The Mail on Sunday are reporting that the police and MI5 are in a race against time to foil the plot, which is being orchestrated from Syria by so-called Islamic State. The paper also reports that sources claimed the plan is specifically aimed at The Queen, and so security provisions for the event have had to be re-examined and strengthened.
Public events such as this always have the highest security for this very reason – senior members of the Royal Family in a public area, surrounded by hundreds, if not thousands of people. Sniffer dogs are sent out to search for weapons, and snipers are placed atop nearby buildings, with numerous plain-clothed police officers and special agents in amongst the crowds.
It is thought a pressure cooker is the weapon of choice, which was used at the Boston Marathon in 2013, killing three and injured 260 more. London has few open spaces in its centre, and so any bombs detonated would cause maximum impact – particularly with many members of the public lining the streets, many of whom will have travelled to the capital, as well as senior public figures and members of the Royal Family.
Currently, only Prince Charles and Camilla are confirmed to be in attendance as Her Majesty lightens her work load aged 89, but having lived through the war herself and knowing the relief the end of the war brought to Europe, she may wish to attend.

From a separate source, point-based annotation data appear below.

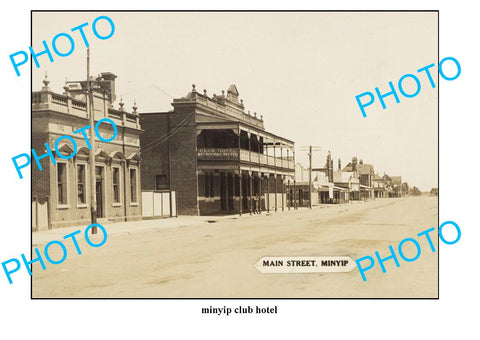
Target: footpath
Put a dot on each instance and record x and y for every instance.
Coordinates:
(43, 237)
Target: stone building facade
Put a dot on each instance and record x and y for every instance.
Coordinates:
(66, 184)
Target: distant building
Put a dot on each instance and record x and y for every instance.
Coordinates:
(218, 158)
(65, 185)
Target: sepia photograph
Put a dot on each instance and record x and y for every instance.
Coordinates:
(234, 154)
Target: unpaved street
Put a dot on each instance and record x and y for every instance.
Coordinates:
(218, 259)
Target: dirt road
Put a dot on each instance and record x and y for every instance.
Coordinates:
(218, 259)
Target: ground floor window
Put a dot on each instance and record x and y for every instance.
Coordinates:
(62, 183)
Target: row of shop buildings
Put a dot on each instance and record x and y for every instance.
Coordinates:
(356, 181)
(206, 156)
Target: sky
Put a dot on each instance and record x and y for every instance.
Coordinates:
(301, 71)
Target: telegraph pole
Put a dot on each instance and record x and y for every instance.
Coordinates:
(310, 151)
(91, 114)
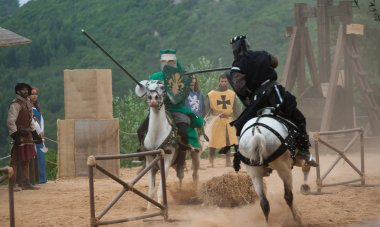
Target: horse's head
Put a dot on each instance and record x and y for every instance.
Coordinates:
(154, 91)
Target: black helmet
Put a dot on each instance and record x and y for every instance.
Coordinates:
(19, 86)
(240, 45)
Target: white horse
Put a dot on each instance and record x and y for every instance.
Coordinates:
(258, 145)
(160, 135)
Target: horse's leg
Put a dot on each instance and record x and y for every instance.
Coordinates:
(195, 155)
(256, 173)
(305, 188)
(152, 179)
(284, 170)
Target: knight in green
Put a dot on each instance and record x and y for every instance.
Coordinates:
(177, 88)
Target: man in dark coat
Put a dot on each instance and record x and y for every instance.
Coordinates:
(254, 79)
(20, 128)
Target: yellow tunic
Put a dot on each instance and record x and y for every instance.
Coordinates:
(222, 102)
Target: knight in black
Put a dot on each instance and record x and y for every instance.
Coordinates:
(254, 79)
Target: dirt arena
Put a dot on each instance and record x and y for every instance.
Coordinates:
(65, 202)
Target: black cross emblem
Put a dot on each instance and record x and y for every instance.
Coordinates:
(223, 102)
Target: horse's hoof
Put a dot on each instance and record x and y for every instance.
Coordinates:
(305, 189)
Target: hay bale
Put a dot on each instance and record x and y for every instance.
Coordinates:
(228, 190)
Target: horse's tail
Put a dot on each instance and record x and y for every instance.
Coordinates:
(257, 142)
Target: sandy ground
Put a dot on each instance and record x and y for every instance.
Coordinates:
(65, 202)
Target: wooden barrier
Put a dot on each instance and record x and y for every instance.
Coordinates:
(341, 154)
(95, 220)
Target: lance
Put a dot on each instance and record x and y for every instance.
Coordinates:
(108, 55)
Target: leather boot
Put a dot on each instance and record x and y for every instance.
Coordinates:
(303, 145)
(181, 160)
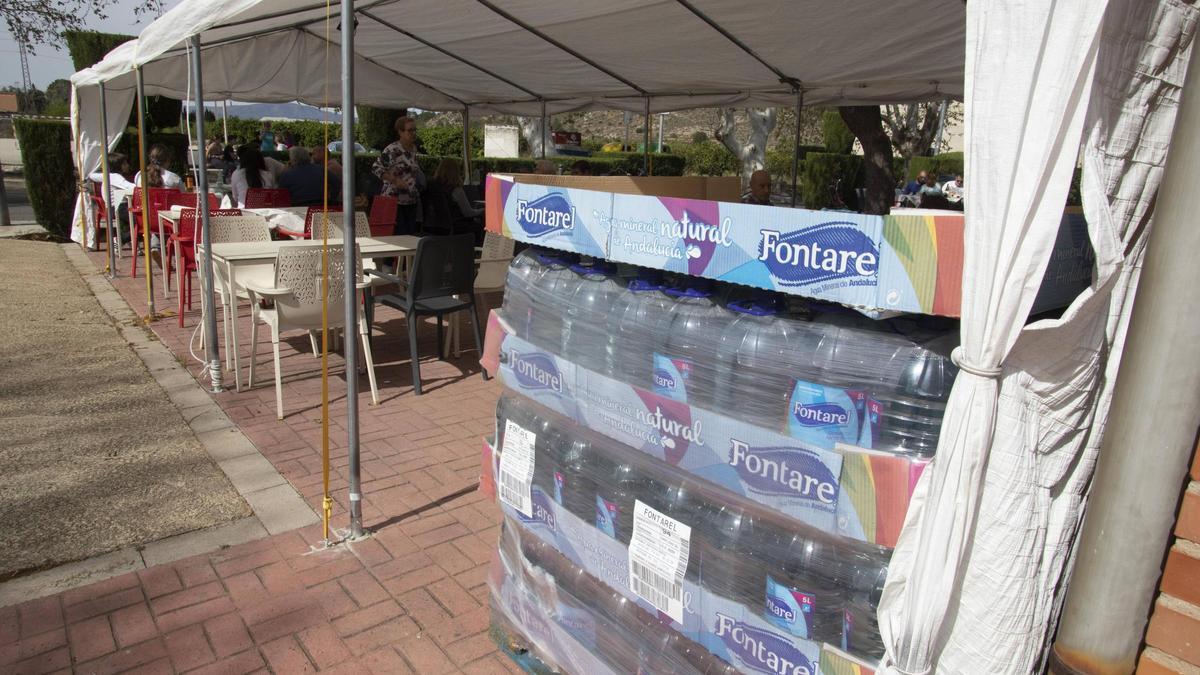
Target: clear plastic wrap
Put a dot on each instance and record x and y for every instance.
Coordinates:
(823, 375)
(809, 584)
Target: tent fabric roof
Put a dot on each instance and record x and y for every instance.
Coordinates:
(511, 55)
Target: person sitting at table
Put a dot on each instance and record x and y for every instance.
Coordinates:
(449, 180)
(305, 181)
(321, 156)
(253, 173)
(953, 189)
(760, 189)
(121, 186)
(159, 173)
(402, 175)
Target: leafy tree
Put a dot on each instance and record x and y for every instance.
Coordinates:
(45, 22)
(59, 93)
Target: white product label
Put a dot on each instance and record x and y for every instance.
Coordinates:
(658, 560)
(516, 467)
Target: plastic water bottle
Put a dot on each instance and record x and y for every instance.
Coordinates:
(588, 338)
(685, 364)
(523, 273)
(642, 314)
(760, 356)
(915, 386)
(550, 297)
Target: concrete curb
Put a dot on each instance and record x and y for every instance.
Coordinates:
(275, 503)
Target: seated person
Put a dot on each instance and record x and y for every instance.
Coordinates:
(449, 180)
(953, 189)
(305, 180)
(253, 173)
(760, 189)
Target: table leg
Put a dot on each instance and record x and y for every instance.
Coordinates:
(233, 328)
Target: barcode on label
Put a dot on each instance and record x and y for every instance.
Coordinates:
(653, 587)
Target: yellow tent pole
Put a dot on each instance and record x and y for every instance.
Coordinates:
(145, 195)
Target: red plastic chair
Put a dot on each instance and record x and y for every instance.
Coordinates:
(268, 198)
(160, 199)
(383, 215)
(184, 245)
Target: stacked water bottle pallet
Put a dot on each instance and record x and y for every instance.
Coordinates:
(724, 463)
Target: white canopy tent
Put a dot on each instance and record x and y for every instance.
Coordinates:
(988, 539)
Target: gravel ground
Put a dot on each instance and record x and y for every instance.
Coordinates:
(94, 455)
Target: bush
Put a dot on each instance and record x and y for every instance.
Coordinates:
(87, 47)
(174, 142)
(49, 172)
(447, 141)
(822, 171)
(838, 137)
(376, 127)
(708, 159)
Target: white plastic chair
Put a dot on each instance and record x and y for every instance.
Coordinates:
(491, 270)
(297, 294)
(246, 227)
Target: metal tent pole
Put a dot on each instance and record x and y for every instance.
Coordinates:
(796, 147)
(351, 258)
(211, 351)
(145, 192)
(646, 139)
(544, 129)
(1144, 458)
(108, 185)
(466, 145)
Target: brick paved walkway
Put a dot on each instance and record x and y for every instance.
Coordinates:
(413, 598)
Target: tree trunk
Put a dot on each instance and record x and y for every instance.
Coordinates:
(753, 154)
(868, 125)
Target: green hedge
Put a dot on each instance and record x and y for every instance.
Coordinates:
(174, 142)
(49, 172)
(708, 159)
(948, 163)
(838, 137)
(821, 169)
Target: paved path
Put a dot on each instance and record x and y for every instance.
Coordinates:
(412, 598)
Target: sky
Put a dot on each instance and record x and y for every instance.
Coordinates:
(51, 64)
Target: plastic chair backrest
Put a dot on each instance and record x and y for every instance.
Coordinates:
(298, 268)
(268, 198)
(246, 227)
(315, 219)
(444, 266)
(493, 264)
(383, 211)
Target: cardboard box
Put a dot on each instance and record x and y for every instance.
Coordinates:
(897, 263)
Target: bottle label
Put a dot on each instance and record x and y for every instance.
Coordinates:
(789, 608)
(823, 416)
(658, 560)
(516, 467)
(607, 517)
(670, 377)
(558, 487)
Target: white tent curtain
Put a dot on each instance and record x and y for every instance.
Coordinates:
(983, 551)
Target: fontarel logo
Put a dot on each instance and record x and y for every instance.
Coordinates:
(537, 371)
(545, 214)
(789, 472)
(761, 650)
(822, 252)
(820, 414)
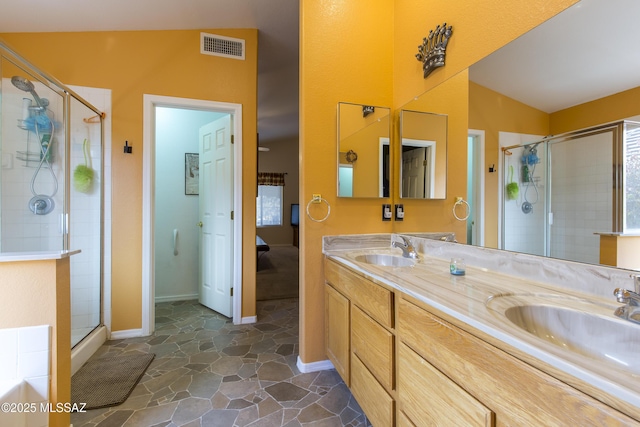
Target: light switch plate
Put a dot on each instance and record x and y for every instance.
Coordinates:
(386, 212)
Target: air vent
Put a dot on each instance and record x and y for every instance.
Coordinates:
(211, 44)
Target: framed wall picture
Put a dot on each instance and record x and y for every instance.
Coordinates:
(191, 174)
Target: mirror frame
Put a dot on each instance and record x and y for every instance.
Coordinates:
(349, 158)
(435, 161)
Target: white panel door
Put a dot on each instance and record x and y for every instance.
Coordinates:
(413, 173)
(216, 205)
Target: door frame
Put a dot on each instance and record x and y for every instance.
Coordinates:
(478, 182)
(150, 102)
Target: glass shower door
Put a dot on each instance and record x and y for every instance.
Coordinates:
(85, 220)
(581, 198)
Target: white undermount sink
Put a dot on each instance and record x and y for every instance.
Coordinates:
(386, 260)
(574, 325)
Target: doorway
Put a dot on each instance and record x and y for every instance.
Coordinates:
(178, 238)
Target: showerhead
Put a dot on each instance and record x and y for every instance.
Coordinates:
(25, 84)
(22, 83)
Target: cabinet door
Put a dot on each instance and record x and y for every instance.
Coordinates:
(430, 398)
(337, 331)
(373, 344)
(371, 396)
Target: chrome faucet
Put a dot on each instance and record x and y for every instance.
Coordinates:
(408, 251)
(631, 310)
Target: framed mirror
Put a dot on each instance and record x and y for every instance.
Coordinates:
(423, 155)
(363, 150)
(542, 86)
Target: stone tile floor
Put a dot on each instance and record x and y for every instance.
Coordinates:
(209, 372)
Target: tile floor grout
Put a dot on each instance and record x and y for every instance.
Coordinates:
(209, 372)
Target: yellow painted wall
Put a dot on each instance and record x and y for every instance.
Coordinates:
(37, 293)
(608, 109)
(493, 112)
(365, 53)
(346, 55)
(166, 63)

Events planned for the day include a service at St Martin-in-the-Fields in Trafalgar Square, which The Queen and Duke of Edinburgh are likely to attend, as Prince Philip served as a naval commander during the war. Prime Minister David Cameron, dignitaries, more than 1,000 veterans of the campaign in the Far East along with their families, and serving members of the Armed Forces will also be in attendance at the service.

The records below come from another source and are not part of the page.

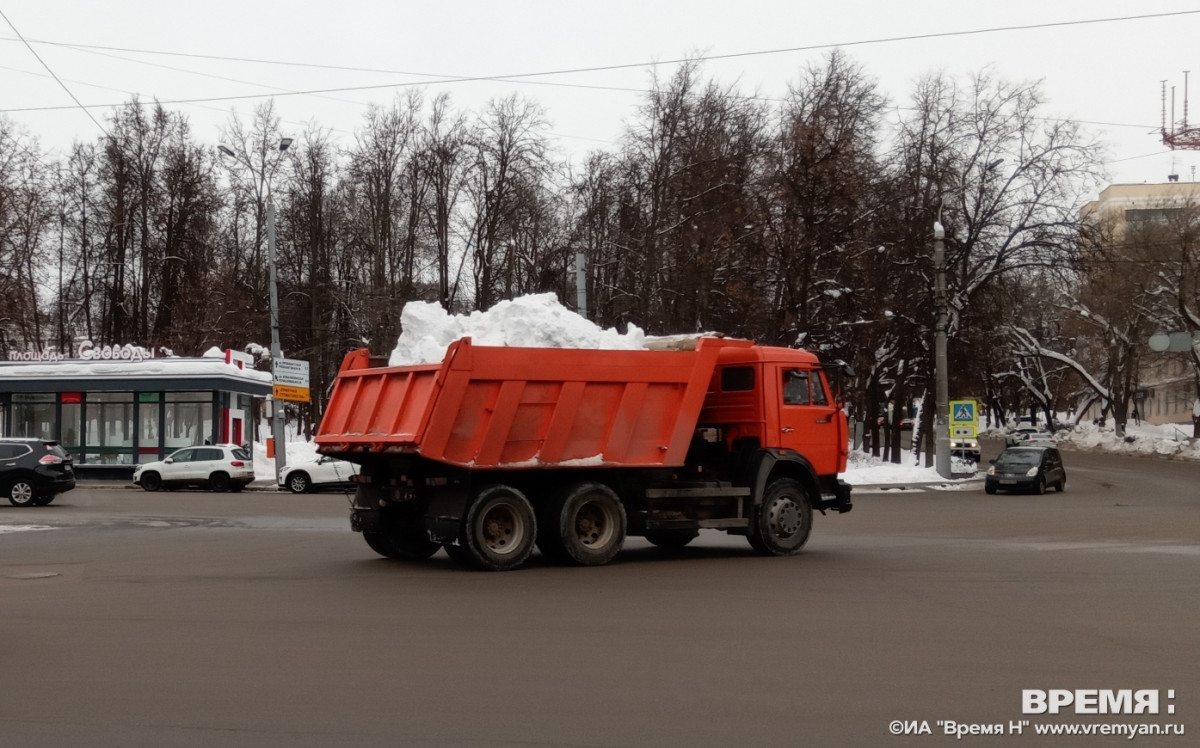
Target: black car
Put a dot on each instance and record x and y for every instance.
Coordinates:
(33, 472)
(1026, 468)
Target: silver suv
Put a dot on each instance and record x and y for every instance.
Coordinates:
(219, 467)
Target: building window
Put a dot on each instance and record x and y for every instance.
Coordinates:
(72, 417)
(109, 437)
(187, 419)
(34, 414)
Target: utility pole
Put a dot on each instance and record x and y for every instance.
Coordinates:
(942, 416)
(277, 437)
(281, 446)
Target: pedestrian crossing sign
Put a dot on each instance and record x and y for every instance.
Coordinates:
(964, 416)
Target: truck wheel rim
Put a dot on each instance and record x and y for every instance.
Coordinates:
(501, 530)
(784, 518)
(594, 525)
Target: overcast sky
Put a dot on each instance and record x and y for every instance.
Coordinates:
(223, 54)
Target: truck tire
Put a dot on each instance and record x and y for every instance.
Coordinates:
(499, 528)
(671, 539)
(585, 526)
(781, 524)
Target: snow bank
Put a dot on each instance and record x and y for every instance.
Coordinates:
(535, 321)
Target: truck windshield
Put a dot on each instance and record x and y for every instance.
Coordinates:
(802, 388)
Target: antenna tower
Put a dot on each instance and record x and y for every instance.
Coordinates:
(1180, 136)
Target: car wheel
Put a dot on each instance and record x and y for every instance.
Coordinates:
(299, 482)
(21, 492)
(219, 482)
(151, 482)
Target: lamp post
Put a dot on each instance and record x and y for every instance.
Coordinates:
(281, 456)
(941, 417)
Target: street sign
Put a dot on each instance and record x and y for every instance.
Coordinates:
(964, 418)
(291, 380)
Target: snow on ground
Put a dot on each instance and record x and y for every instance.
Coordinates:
(1173, 441)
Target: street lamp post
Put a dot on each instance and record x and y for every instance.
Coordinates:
(941, 418)
(281, 452)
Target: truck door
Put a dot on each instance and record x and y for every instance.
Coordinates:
(808, 419)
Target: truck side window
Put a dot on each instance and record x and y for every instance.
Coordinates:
(796, 388)
(737, 378)
(819, 394)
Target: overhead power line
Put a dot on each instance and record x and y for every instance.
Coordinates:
(34, 52)
(437, 78)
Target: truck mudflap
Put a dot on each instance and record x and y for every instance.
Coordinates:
(365, 520)
(838, 501)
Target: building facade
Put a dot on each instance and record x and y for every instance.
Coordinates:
(1167, 388)
(113, 408)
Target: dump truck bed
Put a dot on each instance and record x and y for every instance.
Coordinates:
(508, 407)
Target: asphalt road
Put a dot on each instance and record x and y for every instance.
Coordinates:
(195, 618)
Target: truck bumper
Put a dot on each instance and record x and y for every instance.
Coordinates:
(839, 501)
(365, 520)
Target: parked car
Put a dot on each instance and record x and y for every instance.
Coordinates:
(1026, 468)
(322, 474)
(33, 472)
(220, 467)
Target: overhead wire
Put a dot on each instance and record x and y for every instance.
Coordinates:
(439, 78)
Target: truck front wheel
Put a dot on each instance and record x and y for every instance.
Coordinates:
(781, 524)
(585, 526)
(501, 528)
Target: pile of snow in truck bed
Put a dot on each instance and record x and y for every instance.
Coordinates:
(535, 321)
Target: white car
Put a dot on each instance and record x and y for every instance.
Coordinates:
(220, 467)
(323, 473)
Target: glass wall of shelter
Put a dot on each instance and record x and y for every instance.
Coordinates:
(112, 426)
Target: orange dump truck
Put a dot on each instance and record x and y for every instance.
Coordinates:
(497, 450)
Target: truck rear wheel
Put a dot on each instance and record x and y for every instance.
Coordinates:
(501, 528)
(781, 524)
(585, 525)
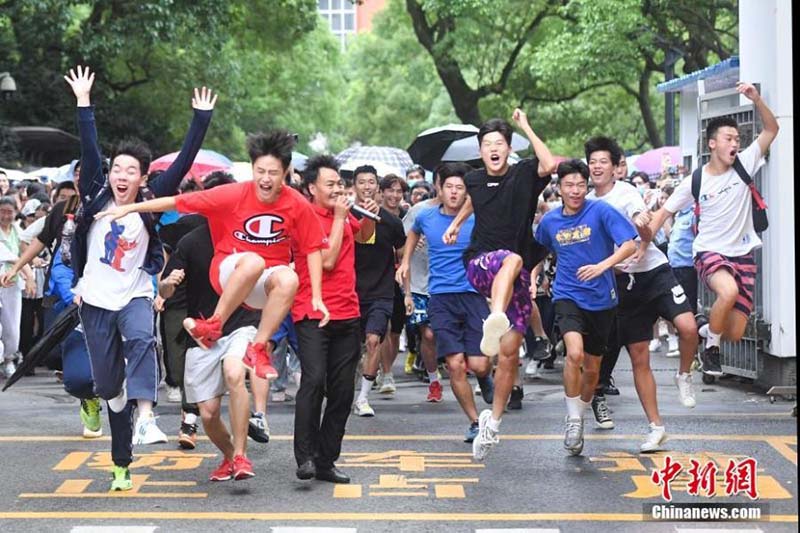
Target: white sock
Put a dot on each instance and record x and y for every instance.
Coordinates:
(713, 339)
(366, 385)
(575, 407)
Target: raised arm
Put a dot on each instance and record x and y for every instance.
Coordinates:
(91, 178)
(768, 119)
(547, 163)
(166, 184)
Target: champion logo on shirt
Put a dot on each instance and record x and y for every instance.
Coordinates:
(262, 229)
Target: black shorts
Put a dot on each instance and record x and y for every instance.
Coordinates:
(398, 311)
(375, 315)
(643, 298)
(687, 277)
(595, 326)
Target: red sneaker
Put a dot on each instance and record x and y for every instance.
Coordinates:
(205, 332)
(224, 471)
(435, 392)
(242, 468)
(257, 356)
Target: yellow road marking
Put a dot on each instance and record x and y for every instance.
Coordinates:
(352, 517)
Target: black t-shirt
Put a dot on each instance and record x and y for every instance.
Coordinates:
(170, 235)
(193, 254)
(504, 208)
(376, 260)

The Japanese surrendered on 15th August 1945, less than a week after atomic bombs were dropped on Hiroshima and Nagasaki, bringing the Second World War to a close.

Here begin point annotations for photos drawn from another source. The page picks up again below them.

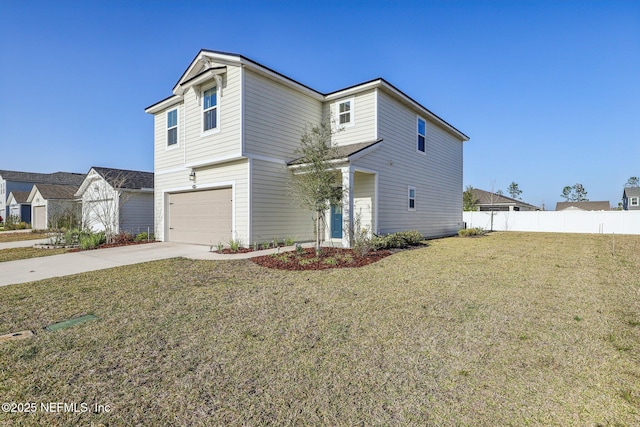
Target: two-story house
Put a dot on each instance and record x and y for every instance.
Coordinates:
(631, 199)
(224, 154)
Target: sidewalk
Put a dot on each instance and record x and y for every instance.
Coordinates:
(28, 270)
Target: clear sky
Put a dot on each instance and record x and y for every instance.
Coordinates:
(548, 91)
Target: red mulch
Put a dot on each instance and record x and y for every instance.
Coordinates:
(331, 258)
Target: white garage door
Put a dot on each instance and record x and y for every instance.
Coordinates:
(202, 217)
(39, 214)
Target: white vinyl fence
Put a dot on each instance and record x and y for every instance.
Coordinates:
(604, 222)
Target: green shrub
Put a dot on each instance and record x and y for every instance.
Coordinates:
(91, 240)
(142, 237)
(399, 240)
(122, 238)
(235, 245)
(13, 223)
(472, 232)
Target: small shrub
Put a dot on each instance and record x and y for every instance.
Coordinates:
(281, 257)
(13, 223)
(91, 241)
(235, 245)
(122, 238)
(472, 232)
(308, 261)
(141, 237)
(399, 240)
(411, 238)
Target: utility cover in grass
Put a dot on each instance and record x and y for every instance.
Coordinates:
(15, 336)
(71, 322)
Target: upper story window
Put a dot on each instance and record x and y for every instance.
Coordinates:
(345, 112)
(422, 136)
(172, 128)
(210, 109)
(412, 198)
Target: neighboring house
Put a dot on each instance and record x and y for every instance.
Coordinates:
(225, 144)
(488, 201)
(583, 206)
(23, 181)
(115, 200)
(53, 205)
(631, 199)
(18, 205)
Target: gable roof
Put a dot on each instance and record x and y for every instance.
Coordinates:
(198, 68)
(631, 192)
(19, 196)
(57, 192)
(123, 178)
(488, 198)
(66, 178)
(584, 206)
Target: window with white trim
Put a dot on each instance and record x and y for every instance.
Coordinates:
(210, 109)
(411, 196)
(344, 110)
(422, 136)
(172, 128)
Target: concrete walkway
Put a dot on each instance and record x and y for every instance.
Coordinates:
(28, 270)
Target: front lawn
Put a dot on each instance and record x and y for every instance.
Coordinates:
(507, 329)
(14, 254)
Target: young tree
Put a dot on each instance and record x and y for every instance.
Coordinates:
(575, 193)
(514, 190)
(315, 182)
(104, 205)
(634, 181)
(580, 193)
(469, 202)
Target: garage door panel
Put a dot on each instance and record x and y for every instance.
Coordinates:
(39, 218)
(202, 217)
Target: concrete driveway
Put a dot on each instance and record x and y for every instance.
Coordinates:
(28, 270)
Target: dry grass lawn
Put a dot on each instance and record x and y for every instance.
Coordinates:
(510, 329)
(13, 254)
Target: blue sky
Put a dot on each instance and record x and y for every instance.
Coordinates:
(548, 91)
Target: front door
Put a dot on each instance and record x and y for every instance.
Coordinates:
(336, 222)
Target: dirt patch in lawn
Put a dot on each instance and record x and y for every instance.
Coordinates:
(307, 259)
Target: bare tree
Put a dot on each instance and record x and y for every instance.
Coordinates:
(634, 181)
(103, 202)
(469, 202)
(514, 190)
(315, 182)
(575, 193)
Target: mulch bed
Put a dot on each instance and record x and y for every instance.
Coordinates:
(114, 245)
(330, 258)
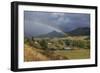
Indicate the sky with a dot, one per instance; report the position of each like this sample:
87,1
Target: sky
37,23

Attendees will then move to Horse Guards Parade for a traditional ‘drumhead’ service, a flypast and a wreath-laying ceremony before a parade of VJ Day veterans, along with current troops, march down Whitehall to Westminster Abbey.
Veterans have been told they must bring photographic ID to obtain their tickets at the event – something which has never before been a requirement.
The 7/7 bombings were the UK’s worst attack on home soil in history, and with propaganda from ISIS and other terrorist organisations encouraging similar plots from impressionable Muslims in the UK, the country has been on high alert ever since.
No arrests have been made, but the activity of suspected plotters is being monitored closely.
The BBC will broadcast the day’s events.